Gerakan ini menekankan bahwa keselamatan bersama jauh lebih penting dibandingkan privilese sebagian pengguna jalan.
Aspek Hukum dan Keadilan
Aturan penggunaan strobo dan sirine di Indonesia sebenarnya sudah jelas. Hanya kendaraan darurat seperti ambulans, pemadam kebakaran, dan kendaraan dinas tertentu yang berhak menggunakannya.
Namun, banyak kasus penyalahgunaan oleh kendaraan pribadi maupun pejabat yang tidak dalam keadaan darurat.
Hal ini menimbulkan rasa ketidakadilan di masyarakat. Gerakan Stop Strobo dan Sirine pun hadir sebagai bentuk kontrol sosial atas pelanggaran tersebut.
Di mata masyarakat, strobo dan sirine sering dipandang sebagai simbol arogansi di jalan. Banyak pengendara merasa terganggu, tidak dihargai, bahkan marah ketika dipaksa minggir tanpa alasan jelas. Gerakan ini mencerminkan aspirasi publik untuk lalu lintas yang lebih setara dan tertib.
Tantangan dan Catatan Gerakan Stop Strobo dan Sirine
Meski mendapat dukungan luas, gerakan ini juga menuai pro dan kontra.
Pro:
- Strobo/sirine berlebihan berpotensi menimbulkan bahaya.
- Menegakkan aturan sesuai hukum.
- Mengurangi rasa terganggu dan simbol kesewenangan.
Kontra:
- Kendaraan darurat tetap membutuhkan prioritas.

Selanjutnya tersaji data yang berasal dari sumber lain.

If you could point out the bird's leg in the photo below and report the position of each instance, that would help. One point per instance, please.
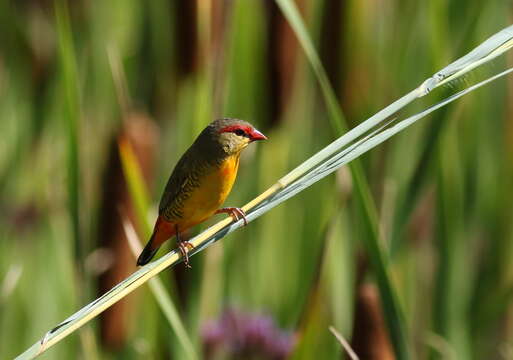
(184, 247)
(235, 213)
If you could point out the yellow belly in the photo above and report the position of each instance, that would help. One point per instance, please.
(210, 195)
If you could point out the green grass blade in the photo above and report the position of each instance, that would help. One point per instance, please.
(371, 242)
(139, 194)
(71, 117)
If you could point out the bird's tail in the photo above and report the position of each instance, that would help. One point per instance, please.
(148, 252)
(163, 230)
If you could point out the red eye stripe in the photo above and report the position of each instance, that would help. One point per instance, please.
(232, 128)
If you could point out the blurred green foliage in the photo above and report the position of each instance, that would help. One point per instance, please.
(71, 76)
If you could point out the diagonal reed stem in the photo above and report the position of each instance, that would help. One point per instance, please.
(355, 142)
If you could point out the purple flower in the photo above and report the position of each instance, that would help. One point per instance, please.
(237, 334)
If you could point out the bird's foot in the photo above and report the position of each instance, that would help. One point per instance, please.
(235, 213)
(184, 247)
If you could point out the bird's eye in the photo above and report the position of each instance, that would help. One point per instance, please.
(239, 132)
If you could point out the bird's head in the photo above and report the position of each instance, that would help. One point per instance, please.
(234, 134)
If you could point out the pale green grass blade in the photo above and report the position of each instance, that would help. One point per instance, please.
(138, 193)
(371, 241)
(162, 297)
(341, 151)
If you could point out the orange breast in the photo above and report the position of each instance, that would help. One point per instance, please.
(210, 195)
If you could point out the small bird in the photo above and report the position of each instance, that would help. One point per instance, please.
(200, 182)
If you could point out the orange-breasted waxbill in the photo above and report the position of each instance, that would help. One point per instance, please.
(200, 182)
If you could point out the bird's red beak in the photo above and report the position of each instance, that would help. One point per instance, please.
(256, 135)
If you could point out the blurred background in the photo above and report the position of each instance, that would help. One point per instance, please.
(77, 77)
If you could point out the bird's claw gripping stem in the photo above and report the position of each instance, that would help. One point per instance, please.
(185, 247)
(235, 213)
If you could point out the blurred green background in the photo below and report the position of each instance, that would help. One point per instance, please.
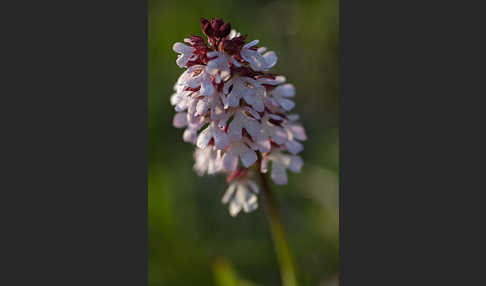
(192, 238)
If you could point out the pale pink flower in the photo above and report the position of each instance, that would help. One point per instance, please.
(235, 112)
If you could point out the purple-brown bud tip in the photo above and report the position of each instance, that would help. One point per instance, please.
(216, 23)
(225, 29)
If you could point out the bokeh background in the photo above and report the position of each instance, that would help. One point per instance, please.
(192, 238)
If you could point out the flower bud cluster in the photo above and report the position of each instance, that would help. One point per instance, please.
(235, 111)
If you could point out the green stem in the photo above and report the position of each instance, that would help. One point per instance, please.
(287, 270)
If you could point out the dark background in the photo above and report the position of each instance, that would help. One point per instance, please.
(73, 187)
(190, 230)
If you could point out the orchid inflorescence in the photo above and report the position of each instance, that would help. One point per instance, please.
(235, 111)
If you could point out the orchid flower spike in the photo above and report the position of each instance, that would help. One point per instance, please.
(235, 112)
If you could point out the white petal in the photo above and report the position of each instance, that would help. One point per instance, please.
(234, 208)
(261, 50)
(295, 164)
(253, 186)
(279, 135)
(221, 139)
(230, 162)
(298, 132)
(204, 137)
(190, 136)
(248, 157)
(229, 193)
(180, 120)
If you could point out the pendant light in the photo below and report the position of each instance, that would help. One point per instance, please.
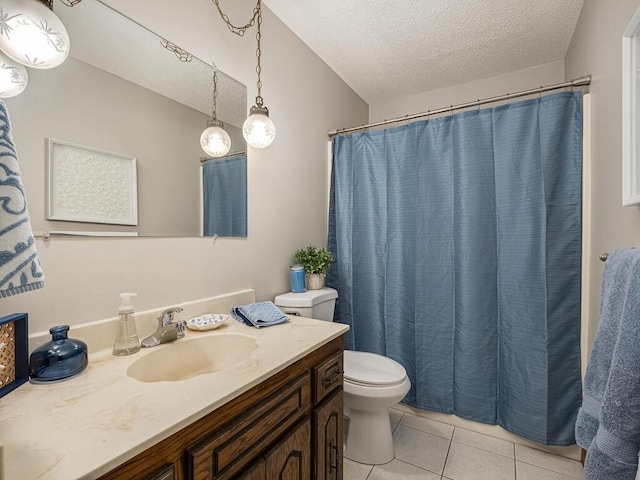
(258, 129)
(13, 77)
(215, 141)
(31, 34)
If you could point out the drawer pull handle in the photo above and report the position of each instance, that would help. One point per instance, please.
(332, 376)
(334, 462)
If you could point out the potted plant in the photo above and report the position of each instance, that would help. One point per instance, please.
(315, 262)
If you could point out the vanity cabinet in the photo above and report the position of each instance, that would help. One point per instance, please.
(288, 427)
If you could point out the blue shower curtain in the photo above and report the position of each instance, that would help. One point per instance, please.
(224, 189)
(457, 244)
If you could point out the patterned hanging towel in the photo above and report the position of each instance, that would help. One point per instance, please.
(20, 269)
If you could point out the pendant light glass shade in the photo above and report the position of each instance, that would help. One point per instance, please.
(13, 77)
(215, 141)
(31, 34)
(258, 129)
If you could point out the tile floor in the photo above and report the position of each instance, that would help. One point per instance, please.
(431, 450)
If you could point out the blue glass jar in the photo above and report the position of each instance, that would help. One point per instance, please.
(298, 284)
(60, 358)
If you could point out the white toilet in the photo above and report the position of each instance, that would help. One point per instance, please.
(372, 384)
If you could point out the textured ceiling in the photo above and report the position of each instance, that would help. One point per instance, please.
(389, 49)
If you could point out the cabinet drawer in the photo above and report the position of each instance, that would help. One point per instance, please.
(238, 443)
(327, 376)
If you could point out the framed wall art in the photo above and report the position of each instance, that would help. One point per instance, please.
(90, 185)
(14, 352)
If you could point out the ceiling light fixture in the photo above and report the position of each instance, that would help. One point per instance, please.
(13, 77)
(215, 141)
(258, 129)
(31, 34)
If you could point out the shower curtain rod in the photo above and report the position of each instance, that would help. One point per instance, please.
(206, 159)
(578, 82)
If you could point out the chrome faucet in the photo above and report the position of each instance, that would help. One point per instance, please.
(167, 330)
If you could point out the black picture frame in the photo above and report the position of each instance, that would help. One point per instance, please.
(17, 323)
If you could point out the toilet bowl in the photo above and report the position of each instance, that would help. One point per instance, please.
(372, 384)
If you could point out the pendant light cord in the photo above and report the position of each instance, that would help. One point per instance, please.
(235, 29)
(240, 31)
(259, 100)
(215, 94)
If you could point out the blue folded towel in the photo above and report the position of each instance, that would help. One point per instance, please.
(261, 314)
(608, 423)
(20, 269)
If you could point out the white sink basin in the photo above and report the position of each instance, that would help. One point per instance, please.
(189, 357)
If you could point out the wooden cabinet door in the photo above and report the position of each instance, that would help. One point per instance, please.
(328, 438)
(257, 471)
(290, 458)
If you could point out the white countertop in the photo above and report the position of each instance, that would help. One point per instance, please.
(85, 426)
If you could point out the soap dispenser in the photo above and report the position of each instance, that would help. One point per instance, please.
(127, 341)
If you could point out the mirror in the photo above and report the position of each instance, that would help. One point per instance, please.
(124, 92)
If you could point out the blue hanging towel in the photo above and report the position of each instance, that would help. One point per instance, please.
(608, 424)
(20, 269)
(261, 314)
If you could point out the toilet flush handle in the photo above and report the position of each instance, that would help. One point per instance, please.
(332, 375)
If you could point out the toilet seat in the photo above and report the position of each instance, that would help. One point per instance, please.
(372, 370)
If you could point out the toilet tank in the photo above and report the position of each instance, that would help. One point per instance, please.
(318, 304)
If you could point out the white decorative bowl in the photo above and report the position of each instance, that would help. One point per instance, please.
(207, 322)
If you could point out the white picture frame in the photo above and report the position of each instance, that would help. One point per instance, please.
(631, 112)
(85, 184)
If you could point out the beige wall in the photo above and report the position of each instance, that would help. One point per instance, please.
(287, 183)
(596, 48)
(469, 92)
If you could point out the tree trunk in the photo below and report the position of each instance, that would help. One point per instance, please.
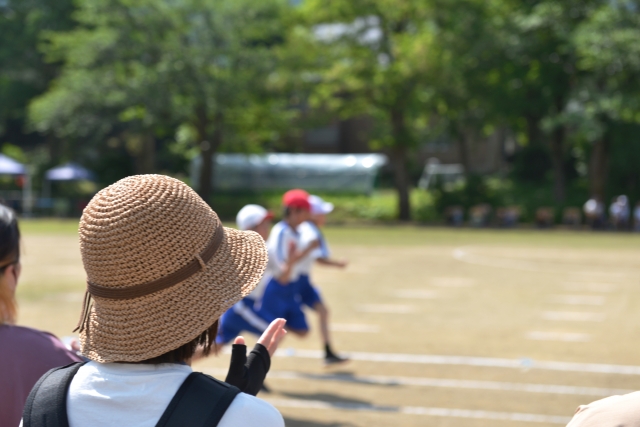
(399, 162)
(533, 130)
(598, 167)
(208, 148)
(557, 160)
(463, 150)
(147, 157)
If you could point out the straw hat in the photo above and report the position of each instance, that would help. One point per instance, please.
(160, 268)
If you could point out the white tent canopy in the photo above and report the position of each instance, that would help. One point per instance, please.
(69, 172)
(8, 166)
(324, 172)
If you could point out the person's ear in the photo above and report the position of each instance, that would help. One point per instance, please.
(11, 275)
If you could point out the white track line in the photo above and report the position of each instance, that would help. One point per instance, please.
(452, 282)
(440, 383)
(419, 410)
(385, 308)
(416, 294)
(464, 254)
(558, 336)
(573, 316)
(579, 299)
(487, 362)
(354, 327)
(590, 287)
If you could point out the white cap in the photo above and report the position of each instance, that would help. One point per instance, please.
(251, 216)
(319, 206)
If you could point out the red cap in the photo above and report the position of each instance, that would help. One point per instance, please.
(296, 199)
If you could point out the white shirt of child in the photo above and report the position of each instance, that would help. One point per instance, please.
(126, 394)
(281, 241)
(310, 232)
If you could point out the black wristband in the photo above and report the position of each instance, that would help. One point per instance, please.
(237, 375)
(248, 373)
(258, 364)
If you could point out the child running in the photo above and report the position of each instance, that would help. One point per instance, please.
(309, 232)
(282, 297)
(242, 316)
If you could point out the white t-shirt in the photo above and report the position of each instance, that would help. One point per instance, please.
(269, 271)
(613, 411)
(309, 232)
(281, 241)
(125, 394)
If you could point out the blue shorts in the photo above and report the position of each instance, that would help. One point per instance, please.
(309, 294)
(283, 301)
(242, 317)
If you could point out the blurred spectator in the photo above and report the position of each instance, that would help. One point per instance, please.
(619, 212)
(25, 354)
(509, 216)
(480, 215)
(544, 217)
(594, 213)
(571, 216)
(454, 215)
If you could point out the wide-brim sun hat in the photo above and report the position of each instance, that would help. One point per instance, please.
(161, 268)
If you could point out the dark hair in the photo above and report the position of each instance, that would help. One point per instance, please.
(185, 352)
(9, 237)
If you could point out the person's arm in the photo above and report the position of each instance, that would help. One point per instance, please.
(248, 373)
(332, 262)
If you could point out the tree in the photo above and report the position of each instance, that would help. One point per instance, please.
(374, 57)
(23, 72)
(606, 103)
(143, 69)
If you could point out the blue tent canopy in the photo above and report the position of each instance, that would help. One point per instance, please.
(8, 166)
(69, 172)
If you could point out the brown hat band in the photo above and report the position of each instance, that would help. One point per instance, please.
(197, 264)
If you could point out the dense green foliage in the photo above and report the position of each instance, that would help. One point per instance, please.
(126, 86)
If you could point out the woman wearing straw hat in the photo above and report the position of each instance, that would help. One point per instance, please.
(161, 270)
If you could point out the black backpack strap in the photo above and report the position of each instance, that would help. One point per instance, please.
(46, 405)
(201, 401)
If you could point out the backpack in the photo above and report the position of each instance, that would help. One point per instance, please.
(201, 401)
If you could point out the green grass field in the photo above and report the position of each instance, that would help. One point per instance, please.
(445, 327)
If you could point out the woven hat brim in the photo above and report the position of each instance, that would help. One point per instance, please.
(143, 328)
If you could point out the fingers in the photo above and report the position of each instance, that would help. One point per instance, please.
(272, 336)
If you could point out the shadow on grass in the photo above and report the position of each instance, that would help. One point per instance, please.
(330, 398)
(293, 422)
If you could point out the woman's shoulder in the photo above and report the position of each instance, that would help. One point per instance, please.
(25, 333)
(246, 410)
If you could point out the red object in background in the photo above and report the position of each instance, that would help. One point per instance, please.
(296, 199)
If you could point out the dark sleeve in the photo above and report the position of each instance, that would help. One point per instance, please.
(248, 373)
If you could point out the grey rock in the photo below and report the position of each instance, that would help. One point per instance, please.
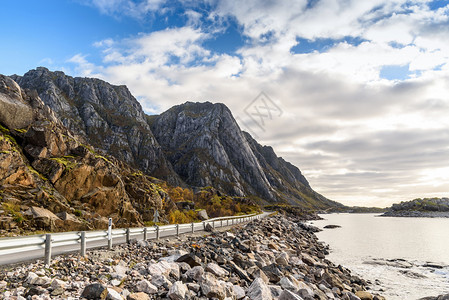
(95, 291)
(259, 290)
(239, 292)
(177, 291)
(14, 111)
(146, 287)
(288, 295)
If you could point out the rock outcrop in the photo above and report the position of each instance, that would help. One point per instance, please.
(196, 143)
(46, 170)
(106, 116)
(206, 147)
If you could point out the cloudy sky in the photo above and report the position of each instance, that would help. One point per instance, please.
(356, 92)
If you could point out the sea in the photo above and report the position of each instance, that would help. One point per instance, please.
(402, 258)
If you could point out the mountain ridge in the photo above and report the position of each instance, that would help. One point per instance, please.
(191, 144)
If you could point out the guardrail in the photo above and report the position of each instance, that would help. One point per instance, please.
(72, 241)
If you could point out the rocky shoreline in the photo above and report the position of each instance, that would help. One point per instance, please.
(416, 214)
(272, 258)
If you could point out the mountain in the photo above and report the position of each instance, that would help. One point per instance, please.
(427, 207)
(193, 144)
(106, 116)
(205, 145)
(50, 180)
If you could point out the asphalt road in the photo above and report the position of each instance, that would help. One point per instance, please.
(20, 257)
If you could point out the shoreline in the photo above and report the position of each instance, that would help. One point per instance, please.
(271, 258)
(416, 214)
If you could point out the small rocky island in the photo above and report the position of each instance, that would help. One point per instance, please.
(426, 208)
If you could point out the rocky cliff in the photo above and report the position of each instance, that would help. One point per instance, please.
(50, 180)
(205, 145)
(106, 116)
(198, 144)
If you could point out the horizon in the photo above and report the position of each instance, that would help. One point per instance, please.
(355, 95)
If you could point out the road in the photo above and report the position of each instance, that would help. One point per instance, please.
(24, 256)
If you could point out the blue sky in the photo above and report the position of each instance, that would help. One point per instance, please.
(362, 84)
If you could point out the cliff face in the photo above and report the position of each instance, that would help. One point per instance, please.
(206, 147)
(50, 180)
(106, 116)
(199, 144)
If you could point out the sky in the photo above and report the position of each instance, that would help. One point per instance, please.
(353, 92)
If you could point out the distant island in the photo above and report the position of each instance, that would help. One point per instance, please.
(427, 207)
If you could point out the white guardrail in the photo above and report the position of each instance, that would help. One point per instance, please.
(64, 242)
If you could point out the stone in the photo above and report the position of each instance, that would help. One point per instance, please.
(193, 286)
(216, 270)
(14, 112)
(282, 259)
(287, 284)
(288, 295)
(177, 291)
(138, 296)
(95, 291)
(56, 283)
(363, 295)
(31, 276)
(146, 287)
(239, 292)
(258, 290)
(273, 273)
(160, 281)
(191, 259)
(308, 259)
(113, 295)
(195, 273)
(202, 215)
(211, 287)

- Risiko salah kaprah, masyarakat bisa enggan memberi jalan pada ambulans atau pemadam.
- Solusi bukan sekadar seruan, tapi penegakan hukum konsisten.
Solusi dan Harapan
Gerakan Stop Strobo dan Sirine pada dasarnya merefleksikan keinginan masyarakat untuk lalu lintas yang aman, adil, dan tertib. Namun, penting untuk membedakan antara penyalahgunaan dan penggunaan sah.